According to the question, we have to calculate the value of the expression $2f\left( 1 \right) + 3g\left( 4 \right)$ and two functions are given to us.
The two functions are $f\left( x \right) = 3x$ and $g(x) = - 4{x^2}$.
First we will calculate the value of $f\left( 1 \right)$. This can be determined by substituting $x = 1$ in $f\left( x \right)$. Doing so, this will give us:
$\Rightarrow f\left( 1 \right) = 3\left( 1 \right) \\ \Rightarrow f\left( 1 \right) = 3{\text{ }}.....{\text{(1)}} \\$
Next we will calculate the value of $g\left( 4 \right)$. In the similar way, this can be obtained by substituting $x = 4$ in $g\left( 4 \right)$. So this will give us:
$\Rightarrow g\left( 4 \right) = - 4{\left( 4 \right)^2} \\ \Rightarrow g\left( 4 \right) = - 4 \times 16 \\ \Rightarrow g\left( 4 \right) = - 64{\text{ }}.....{\text{(2)}} \\$
As we know, we have to determine the value of the expression $2f\left( 1 \right) + 3g\left( 4 \right)$. Thus putting values of $f\left( 1 \right)$ and $g\left( 4 \right)$ from the equations (1) and (2) in the expression, we’ll get:
$\Rightarrow 2f\left( 1 \right) + 3g\left( 4 \right) = 2 \times 3 + 3 \times \left( { - 64} \right) \\ \Rightarrow 2f\left( 1 \right) + 3g\left( 4 \right) = 6 - 192 \\ \Rightarrow 2f\left( 1 \right) + 3g\left( 4 \right) = - 186 \\$
Thus the value of the expression is -186 and this is the answer.

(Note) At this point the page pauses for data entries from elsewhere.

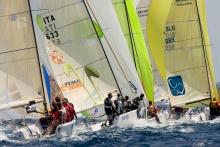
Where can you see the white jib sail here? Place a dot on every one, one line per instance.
(19, 67)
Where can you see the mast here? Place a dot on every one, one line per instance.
(203, 45)
(129, 28)
(132, 41)
(44, 103)
(103, 49)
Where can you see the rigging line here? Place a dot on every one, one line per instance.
(40, 70)
(67, 25)
(112, 53)
(135, 46)
(85, 65)
(17, 50)
(102, 45)
(61, 7)
(204, 50)
(130, 33)
(14, 14)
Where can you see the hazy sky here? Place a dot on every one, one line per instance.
(213, 20)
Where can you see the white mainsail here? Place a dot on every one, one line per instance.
(160, 88)
(187, 68)
(115, 47)
(83, 59)
(19, 66)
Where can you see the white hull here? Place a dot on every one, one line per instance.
(129, 119)
(34, 131)
(198, 115)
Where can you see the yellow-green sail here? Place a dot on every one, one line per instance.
(127, 15)
(156, 21)
(202, 10)
(185, 51)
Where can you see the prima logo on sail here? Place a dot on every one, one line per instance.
(71, 85)
(176, 85)
(184, 2)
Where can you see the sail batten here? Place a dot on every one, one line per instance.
(81, 68)
(131, 27)
(19, 64)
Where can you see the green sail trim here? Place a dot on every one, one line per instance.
(39, 22)
(142, 60)
(86, 114)
(98, 29)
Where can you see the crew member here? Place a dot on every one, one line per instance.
(152, 111)
(213, 106)
(123, 106)
(109, 108)
(58, 118)
(137, 102)
(118, 104)
(128, 104)
(69, 108)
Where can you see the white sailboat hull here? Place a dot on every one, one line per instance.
(198, 116)
(129, 119)
(33, 131)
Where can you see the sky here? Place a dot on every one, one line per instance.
(213, 21)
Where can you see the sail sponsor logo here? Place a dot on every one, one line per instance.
(170, 37)
(52, 33)
(184, 2)
(133, 86)
(126, 117)
(71, 85)
(56, 57)
(176, 85)
(142, 13)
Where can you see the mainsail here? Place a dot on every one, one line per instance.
(160, 88)
(19, 65)
(84, 55)
(186, 53)
(127, 16)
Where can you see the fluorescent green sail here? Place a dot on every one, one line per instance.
(131, 27)
(201, 9)
(156, 21)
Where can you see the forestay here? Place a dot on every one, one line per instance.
(117, 51)
(187, 68)
(127, 16)
(160, 88)
(19, 67)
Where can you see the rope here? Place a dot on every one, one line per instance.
(113, 52)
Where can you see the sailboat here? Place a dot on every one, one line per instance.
(130, 25)
(178, 39)
(23, 93)
(160, 88)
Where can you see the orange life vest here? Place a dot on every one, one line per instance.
(152, 109)
(214, 104)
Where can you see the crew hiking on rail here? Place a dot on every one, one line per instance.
(60, 113)
(121, 105)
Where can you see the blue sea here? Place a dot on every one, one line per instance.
(171, 134)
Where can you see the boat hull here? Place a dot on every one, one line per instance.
(129, 119)
(34, 131)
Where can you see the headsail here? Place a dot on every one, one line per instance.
(19, 66)
(127, 16)
(81, 63)
(187, 69)
(160, 88)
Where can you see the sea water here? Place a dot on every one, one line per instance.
(173, 133)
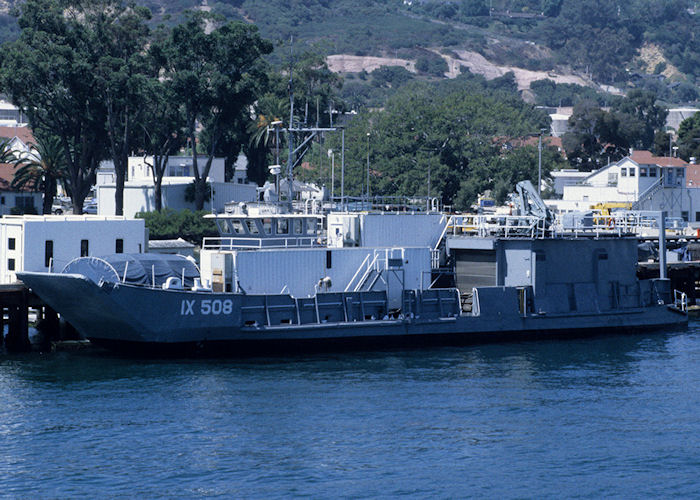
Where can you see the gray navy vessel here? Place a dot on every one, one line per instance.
(271, 281)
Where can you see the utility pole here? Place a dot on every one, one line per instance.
(342, 168)
(539, 164)
(367, 166)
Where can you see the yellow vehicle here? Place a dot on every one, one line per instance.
(606, 210)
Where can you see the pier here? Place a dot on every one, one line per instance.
(16, 301)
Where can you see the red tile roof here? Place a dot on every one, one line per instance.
(22, 133)
(646, 158)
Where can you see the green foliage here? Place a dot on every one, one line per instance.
(444, 131)
(596, 136)
(42, 171)
(217, 74)
(186, 224)
(689, 137)
(50, 71)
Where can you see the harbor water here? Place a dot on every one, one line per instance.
(610, 416)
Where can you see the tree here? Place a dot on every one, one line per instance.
(641, 111)
(121, 34)
(7, 154)
(162, 130)
(216, 75)
(41, 170)
(49, 72)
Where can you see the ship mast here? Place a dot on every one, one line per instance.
(309, 134)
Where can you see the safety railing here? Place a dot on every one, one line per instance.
(680, 300)
(235, 243)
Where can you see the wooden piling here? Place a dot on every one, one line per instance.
(17, 339)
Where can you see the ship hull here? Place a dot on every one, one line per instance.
(139, 319)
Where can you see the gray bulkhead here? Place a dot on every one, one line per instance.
(555, 275)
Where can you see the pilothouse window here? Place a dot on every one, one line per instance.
(237, 226)
(252, 227)
(267, 226)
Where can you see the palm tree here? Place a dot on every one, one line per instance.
(7, 154)
(41, 169)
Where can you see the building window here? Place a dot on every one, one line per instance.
(24, 203)
(48, 253)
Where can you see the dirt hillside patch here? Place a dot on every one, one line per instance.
(342, 63)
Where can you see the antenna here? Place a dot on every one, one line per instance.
(290, 88)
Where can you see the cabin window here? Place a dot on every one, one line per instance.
(48, 253)
(310, 229)
(237, 226)
(267, 226)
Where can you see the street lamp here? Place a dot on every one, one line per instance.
(539, 163)
(276, 168)
(331, 155)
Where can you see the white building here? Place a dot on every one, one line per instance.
(676, 116)
(11, 116)
(644, 181)
(567, 177)
(49, 242)
(560, 121)
(139, 190)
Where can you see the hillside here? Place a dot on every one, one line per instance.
(650, 44)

Note: If we have to find the values of the function at the same value of $x$ then we can combine both the functions to solve the expression. For example if we have to determine the value of the expression $2f\left( 1 \right) + 3g\left( 1 \right)$ or the value of the expression $2f\left( 4 \right) + 3g\left( 4 \right)$, we can combine both the functions before putting the value of $x$ and it will become:
$\Rightarrow 2f\left( x \right) + 3g\left( x \right) = 2\left( {3x} \right) + 3\left( { - 4{x^2}} \right) \\ \Rightarrow 2f\left( x \right) + 3g\left( x \right) = 6x - 12{x^2} \\$
Now we can easily substitute the given value of $x$.
But in expression $2f\left( 1 \right) + 3g\left( 4 \right)$, we have to determine the values of the functions at different values of $x$. That’s why we need to solve them separately and put those values in the expression as we did above in the solution.